We rarely acknowledge that there’s nothing standard at all about 50 different sets of expectations for students, teachers, and schools. And this inconsistency fuels inconsistent student outcomes. The Common Core represents a serious effort to address this fundamental problem.

An anchor for teaching

Many have decried Common Core as a “one-size-fits-all” approach to teaching. But, again, this misses the point of what standards are and the value that consistent standards provide. Anyone who has taught knows that teaching is much more than standards. 

Over three million teachers are making important decisions daily about how they will teach their students complex knowledge and skills–what they will say, what materials they will use, and how their students will demonstrate learning. Standards provide a consistent way to anchor these decisions to the fundamental skills students need to master. They don’t replace those decisions.

Standards also help teachers understand the skills that students will build on from the previous year, and where they will continue the following year.
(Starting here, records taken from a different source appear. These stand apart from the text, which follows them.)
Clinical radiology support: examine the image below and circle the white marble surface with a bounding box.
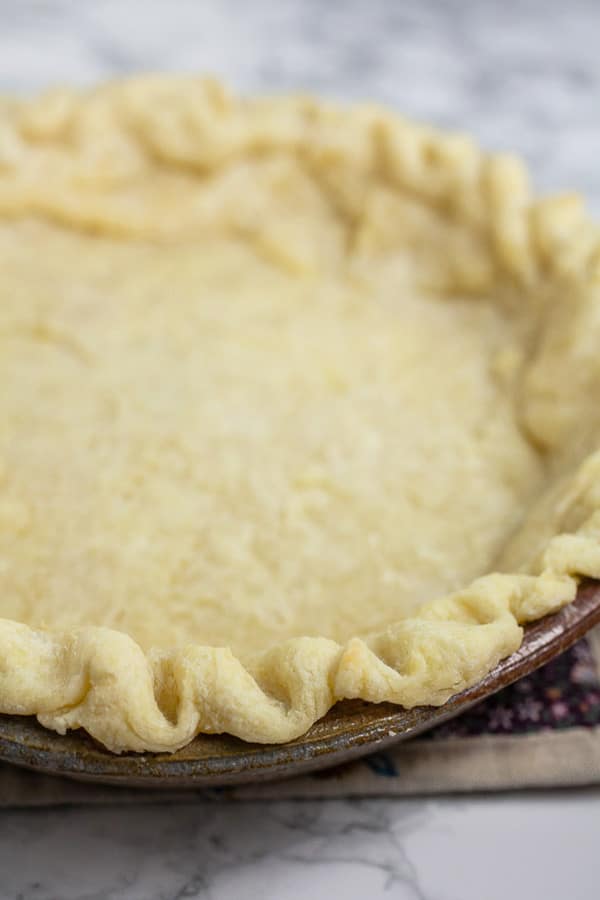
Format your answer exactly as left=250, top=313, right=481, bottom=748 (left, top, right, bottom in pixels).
left=0, top=0, right=600, bottom=900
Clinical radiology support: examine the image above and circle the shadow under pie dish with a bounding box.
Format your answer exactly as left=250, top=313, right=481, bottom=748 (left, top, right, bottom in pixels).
left=0, top=78, right=600, bottom=752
For instance, under the Common Core, by the end of 5th grade, a student should be able to:

  • Explain how an author uses reasons and evidence to support particular points in a text, identifying which reasons and evidence support which point(s).

The standards also explain that in 4th grade, students are learning how authors use reasons and evidence to support their points, and in 6th grade, students will be expected to use this skill to evaluate the points made based on the evidence provided. In other words, the Common Core provides scaffolding for building student learning and mastery to a college- and career-ready level.
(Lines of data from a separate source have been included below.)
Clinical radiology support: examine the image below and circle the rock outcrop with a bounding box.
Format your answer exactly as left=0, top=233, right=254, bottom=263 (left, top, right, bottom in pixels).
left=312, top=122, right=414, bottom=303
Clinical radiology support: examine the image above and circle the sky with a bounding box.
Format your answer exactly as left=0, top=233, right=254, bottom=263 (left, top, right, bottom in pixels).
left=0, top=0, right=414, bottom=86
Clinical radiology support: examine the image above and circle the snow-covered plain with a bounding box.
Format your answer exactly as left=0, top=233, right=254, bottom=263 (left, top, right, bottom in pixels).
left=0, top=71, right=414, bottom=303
Evidence suggests strong teacher support for the Common Core. According to a national survey released this year, 93% of teachers think that the CCSS are as good (44%) or better (49%) than what they’re currently working with. And 76% of teachers agree that the standards will help them improve their own instruction and classroom practice. A second national survey underscores these findings: An overwhelming majority of principals and teachers think the standards will improve student achievement and better prepare them for college and the workforce. 

This isn’t to say that teachers have no concerns. The same surveys show teachers are equally concerned about a lack of high-quality resources to implement the standards. They’d like better professional development, aligned materials, planning time, and other supports. And they’d like time to grow their practice without the anxiety of immediate high-stakes testing and evaluation.

My first year of teaching was incredibly difficult, made more challenging because I was aligning my teaching to different standards than I had anticipated. Anchoring teaching in real, clear standards will allow for greater sharing of best practices in teaching. It will also provide a foundation for better understanding differences in student outcomes, and how to address these differences to ensure all students have access to a quality public education.

Lindsey Tepe is a program associate on the New America Foundation’s Early Education Initiative, and a former 4th and 5th grade teacher in Chicago Public Schools.